But the pattern to the left of the = sign can be more than just a name. For instance
let (a,b) = (42,"foo")
defines both a and b, to be respectively 42 and "foo".
Of course, the types on both sides must match.
Which is the case here: both sides are of type int * string.
The expressions to the right of the = sign can also be elaborated, for instance
let foo =
let temp = String.make 10 'a' in
temp.[2] <- 'b';
temp
defines foo as the string "aabaaaaaaa". (As a side note, it also ensures that temp is local to this code snippet).
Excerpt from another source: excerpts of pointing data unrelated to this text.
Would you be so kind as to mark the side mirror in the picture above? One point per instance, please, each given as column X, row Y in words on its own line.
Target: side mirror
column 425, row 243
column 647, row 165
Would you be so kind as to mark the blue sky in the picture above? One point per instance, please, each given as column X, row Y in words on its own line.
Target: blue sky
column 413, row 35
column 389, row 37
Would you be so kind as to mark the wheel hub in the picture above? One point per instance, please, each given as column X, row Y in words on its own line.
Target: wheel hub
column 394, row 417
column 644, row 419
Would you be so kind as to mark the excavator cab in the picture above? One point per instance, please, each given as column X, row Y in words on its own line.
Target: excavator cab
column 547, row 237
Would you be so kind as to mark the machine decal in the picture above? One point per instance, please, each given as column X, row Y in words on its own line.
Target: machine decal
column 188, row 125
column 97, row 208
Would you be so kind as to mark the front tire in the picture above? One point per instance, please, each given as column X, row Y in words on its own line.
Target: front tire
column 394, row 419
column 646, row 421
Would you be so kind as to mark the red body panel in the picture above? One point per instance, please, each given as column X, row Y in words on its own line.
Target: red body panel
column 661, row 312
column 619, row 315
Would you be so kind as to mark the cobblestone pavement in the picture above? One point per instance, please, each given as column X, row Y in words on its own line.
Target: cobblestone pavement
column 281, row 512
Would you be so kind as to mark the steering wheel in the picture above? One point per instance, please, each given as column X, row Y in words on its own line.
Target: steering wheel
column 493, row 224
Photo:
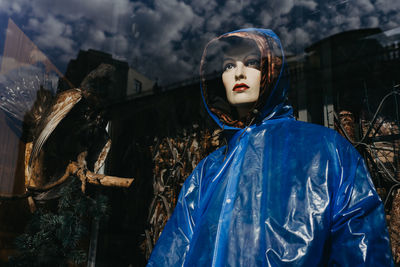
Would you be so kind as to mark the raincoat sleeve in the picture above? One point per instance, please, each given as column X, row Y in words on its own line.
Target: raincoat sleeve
column 173, row 243
column 359, row 235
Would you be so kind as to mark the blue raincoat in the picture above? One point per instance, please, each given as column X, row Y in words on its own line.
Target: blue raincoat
column 281, row 193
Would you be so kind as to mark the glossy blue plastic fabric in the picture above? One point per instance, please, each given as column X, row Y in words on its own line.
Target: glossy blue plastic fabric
column 283, row 193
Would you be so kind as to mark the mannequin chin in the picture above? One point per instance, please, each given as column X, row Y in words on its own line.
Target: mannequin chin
column 242, row 76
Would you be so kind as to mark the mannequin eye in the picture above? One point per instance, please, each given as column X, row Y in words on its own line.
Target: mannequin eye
column 228, row 66
column 253, row 63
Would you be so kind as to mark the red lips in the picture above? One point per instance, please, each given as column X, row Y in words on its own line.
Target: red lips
column 240, row 87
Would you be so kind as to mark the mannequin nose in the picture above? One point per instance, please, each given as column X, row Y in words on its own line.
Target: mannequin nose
column 240, row 72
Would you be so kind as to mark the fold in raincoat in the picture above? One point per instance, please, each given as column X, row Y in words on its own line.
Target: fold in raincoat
column 281, row 193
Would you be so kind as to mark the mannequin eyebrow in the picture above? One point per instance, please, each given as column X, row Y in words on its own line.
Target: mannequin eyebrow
column 246, row 57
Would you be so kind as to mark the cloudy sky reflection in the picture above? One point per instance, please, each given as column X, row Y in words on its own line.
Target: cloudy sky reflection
column 164, row 39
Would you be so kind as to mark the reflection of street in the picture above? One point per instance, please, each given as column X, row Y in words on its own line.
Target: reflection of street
column 155, row 140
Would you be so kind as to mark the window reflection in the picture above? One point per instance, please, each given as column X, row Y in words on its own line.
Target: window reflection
column 343, row 59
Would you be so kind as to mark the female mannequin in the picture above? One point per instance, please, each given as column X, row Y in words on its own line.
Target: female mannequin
column 281, row 192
Now, let's use both: on the left, a pattern matching values of type unit, and on the right, an expression of type unit:
let () = Printf.printf "Hello world!\n"
Which explains the let () = construct.
Now, about the let _, one simply needs to know that _ can be used in a pattern as a wildcard: it matches values of any type and does not bind any name. For instance
let (a,_) = (42,"foo")
defines a as 42, and discards the value "foo". _ means "I know there is something here and I explicitly say I will not use it, so I don't name it". Here _ was used to match values of type string, but it can match value of any type, like int * string:
let _ = (42,"foo")
which does not define any variable and is not very useful. Such constructs are useful when the right hand side has side effects, like this:
let _ = Printf.printf "Hello world!\n"
which explains the second part of the question.
Practical purposes
Both are used and it's rather a matter of taste whether to use one or the other.
let () = is slightly safer as it has the compiler check that the right hand side is of type unit.
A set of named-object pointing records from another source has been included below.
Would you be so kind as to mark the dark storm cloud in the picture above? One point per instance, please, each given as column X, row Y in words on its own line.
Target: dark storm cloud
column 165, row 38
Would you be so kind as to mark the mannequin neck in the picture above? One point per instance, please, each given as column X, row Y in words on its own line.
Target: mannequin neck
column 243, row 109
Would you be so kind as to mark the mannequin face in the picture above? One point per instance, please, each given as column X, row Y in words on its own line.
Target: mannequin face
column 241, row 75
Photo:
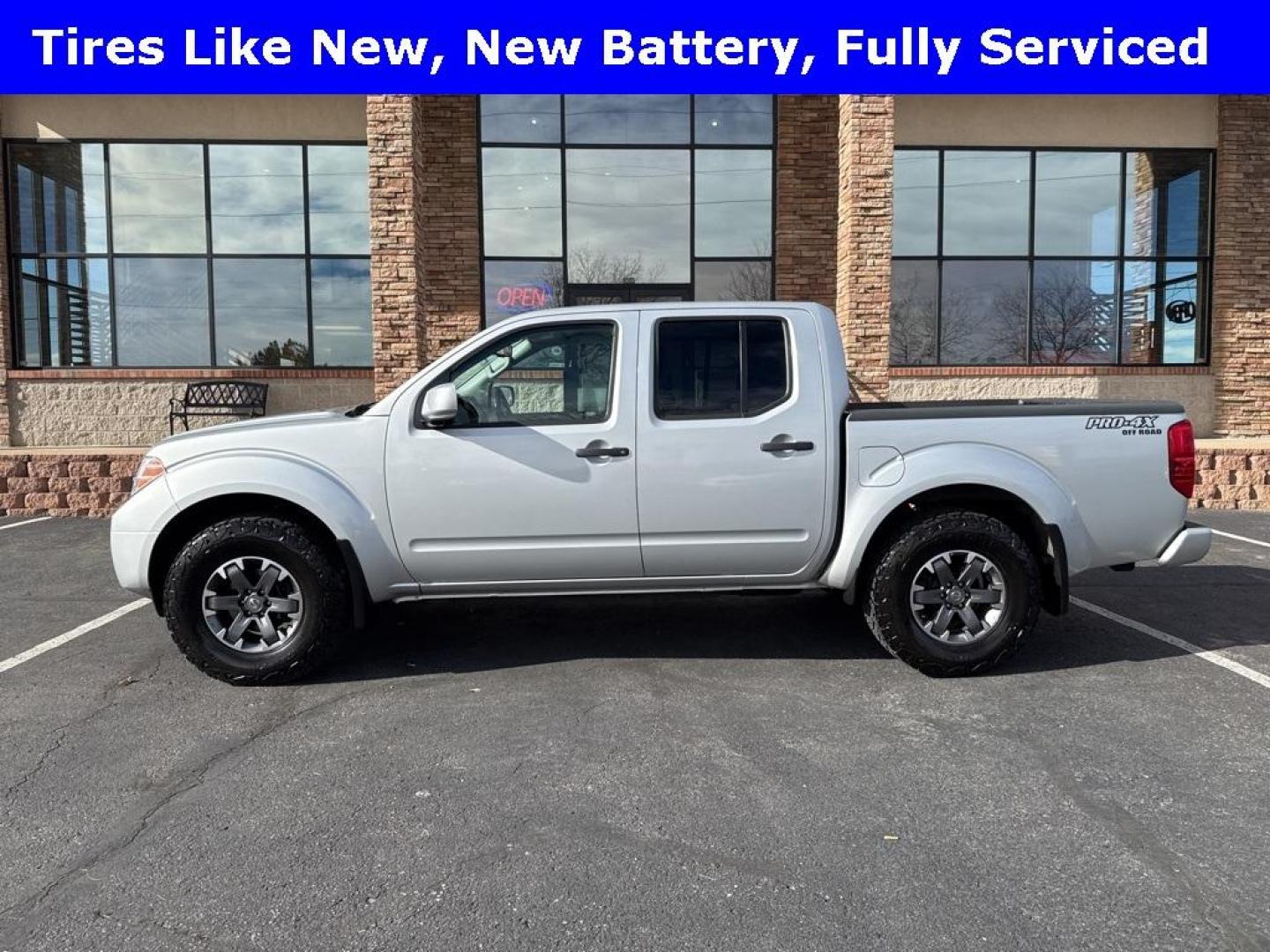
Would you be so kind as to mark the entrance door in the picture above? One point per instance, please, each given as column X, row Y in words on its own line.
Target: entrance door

A value of any other type than unit is often a bug.
let _ = is slightly shorter (I've seen this argument). (Note that with an editor that automatically closes parenthesizes, the number of keystrokes is the same ;-)
I'm not an OCaml expert, although let me share something :)
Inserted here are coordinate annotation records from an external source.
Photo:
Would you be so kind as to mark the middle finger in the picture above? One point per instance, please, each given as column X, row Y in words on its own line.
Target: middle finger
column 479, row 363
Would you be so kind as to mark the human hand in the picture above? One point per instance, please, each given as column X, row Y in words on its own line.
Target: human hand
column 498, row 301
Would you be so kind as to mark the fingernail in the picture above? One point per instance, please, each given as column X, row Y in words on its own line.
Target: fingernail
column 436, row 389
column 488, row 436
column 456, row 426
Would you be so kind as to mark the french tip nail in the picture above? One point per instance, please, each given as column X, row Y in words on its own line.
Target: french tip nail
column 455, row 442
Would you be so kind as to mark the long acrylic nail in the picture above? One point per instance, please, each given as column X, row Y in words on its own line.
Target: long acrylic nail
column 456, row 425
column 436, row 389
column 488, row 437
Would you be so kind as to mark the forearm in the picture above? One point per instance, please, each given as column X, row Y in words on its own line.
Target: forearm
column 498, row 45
The let in OCaml can represent two things:
The way you can assign variables;
The way you can declare functions or assign functions to names;
Using examples, you can see clearly how it works:
Assigning variables:
# let ten = 10;;
val ten : int = 10
# let hello_world_string = "Hello World";;
val hello_world_string : string = "Hello World"
Declaring functions:
# let sum a b = a+b;;
val sum : int -> int -> int = <fun>
# sum 2 3;;
- : int = 5
So, answering the question the difference between let ()= and let _= is:
At first example, you are declaring a function that doesn't have name, parameters nor instructions that should output an unit. The second example, you aren't assigning to _, that is OCaml's wildcard, any value.
As we can see below, we can define a function, that will be executed immediatly because we won't be able to call it anymore:
# let () = print_string "Hello";;
Hello
Or assign to OCaml's wildcard a type and value, or a function:
# let _ = 10;;
- : int = 10
# let _ = print_string "Maybe I answered your question :) ";;
Maybe I answered your question :) - : unit = ()